Lessons from the circus

I was supposed to post yesterday, but my parent's neighbors gave us some children's tickets to the circus (free with the purchase of one adult ticket! Is that really a deal? Because I see those tickets everywhere.), so we spent the afternoon at the fairgrounds.

It was fun! AND, I actually noticed some things that I'm unabashedly going to compare to writing. Kind of.

*ahem*

#1. Don't overuse words like AMAZING and BEAUTIFUL and TERRIFYING. Especially don't use the word GIGANTIC when referring to the main ring, which is only about 20 feet across.

#2. If you have three jugglers (or characters) doing an act together, make sure their names match. I'm not talking Lacy, Casey, and Stacy here, but Dimitri, Svetlana, and Jeremy? It throws me off.

#3. You can say a lot without speaking. The chair stacking guy climbs onto yet one more wobbly chair, holds out his arms, and boom, instant applause. Why don't we clap before?
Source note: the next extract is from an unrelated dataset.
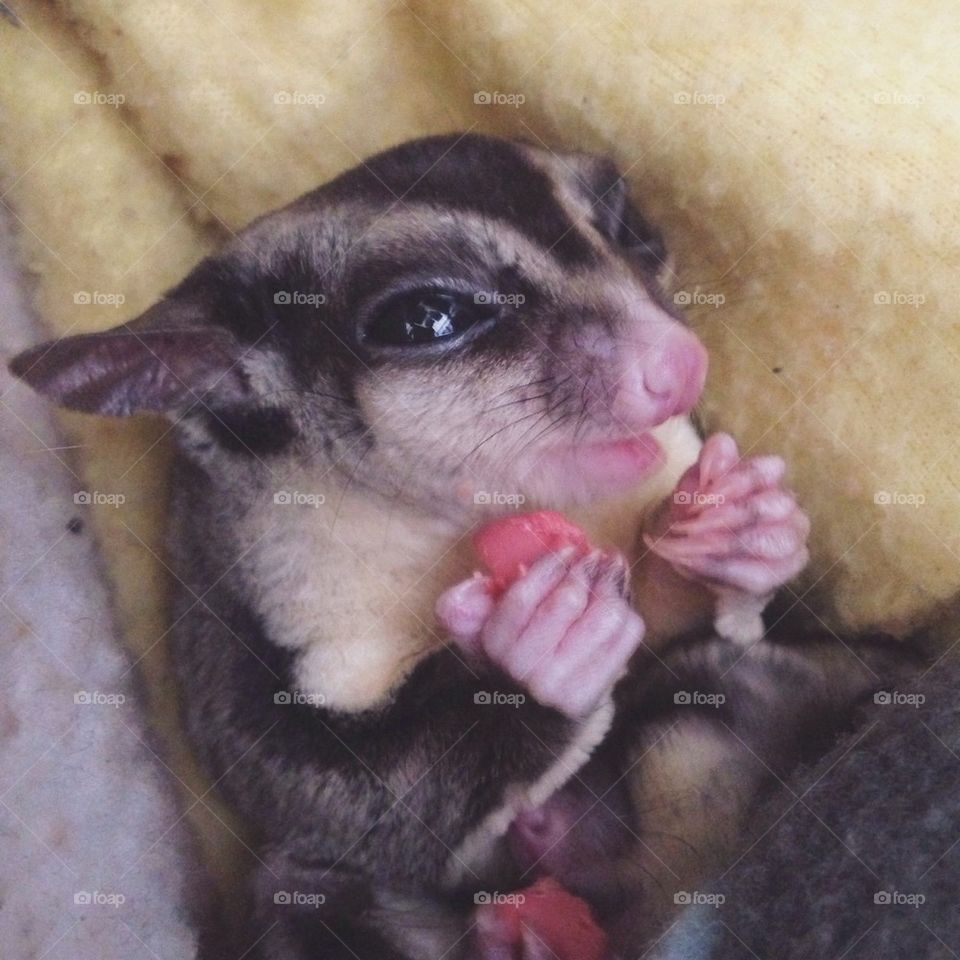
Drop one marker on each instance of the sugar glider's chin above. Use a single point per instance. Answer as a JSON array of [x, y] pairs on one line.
[[595, 469]]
Same with the trapeze artists, the tiger tamers, the spinning-on-rope girls. They show all their actions through movement, and when they've achieved their goal, they give us the arms. Ta-da! The Globe of Death cyclers pump their hands up and down to get more audience participation. Actions speak louder than words, especially when there's really loud music playing.
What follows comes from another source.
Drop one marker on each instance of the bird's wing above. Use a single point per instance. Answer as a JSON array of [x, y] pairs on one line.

#4. Someone should tell the hula hoop girl that anyone can twirl 20 hula hoops for two seconds. That was anticlimactic.

#5. The Power Puff Girls are alive and well, enjoying middle age as circus performers. They have grown but unfortunately, their costumes have not. (This really has nothing to do with writing, but I just thought you might like to know.)
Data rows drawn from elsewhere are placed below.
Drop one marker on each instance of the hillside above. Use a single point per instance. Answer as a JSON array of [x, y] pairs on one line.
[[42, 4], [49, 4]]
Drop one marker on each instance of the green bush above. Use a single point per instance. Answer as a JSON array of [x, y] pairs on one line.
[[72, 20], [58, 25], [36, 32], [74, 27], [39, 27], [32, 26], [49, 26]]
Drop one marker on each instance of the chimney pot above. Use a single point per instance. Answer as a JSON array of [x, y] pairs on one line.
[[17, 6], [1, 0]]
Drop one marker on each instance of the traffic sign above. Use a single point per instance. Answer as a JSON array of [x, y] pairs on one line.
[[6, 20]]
Can you think of any more circus-related writing advice?

4 comments:

Ruth Josse said...

You crack me up. I think every one of these points are spot on writing tips. Even #5. Never let your dreams die no matter if the costume fits or not. Good, right?

Unknown said...

Dimitri, Svetlana and Jeremy. Oh, the laughter that caused. |*D <-- laughing out loud face.

Christine Tyler said...

Yeah, I can think of one! Taking the safety net out from under your acrobats makes things a heck of a lot more interesting, and it scares your mom to death so you love it even more. This actually happened at a circus when I was a kid.

Comparable to? Raising the stakes for your MC. Let us think that if they fail, they really REALLY might die. Let us wonder, as a reader, how heartless you could actually get as you take away the safety net...

Keriann Greaney Martin said...

Love your post, as always! I always imagine circuses are bigger than they really are.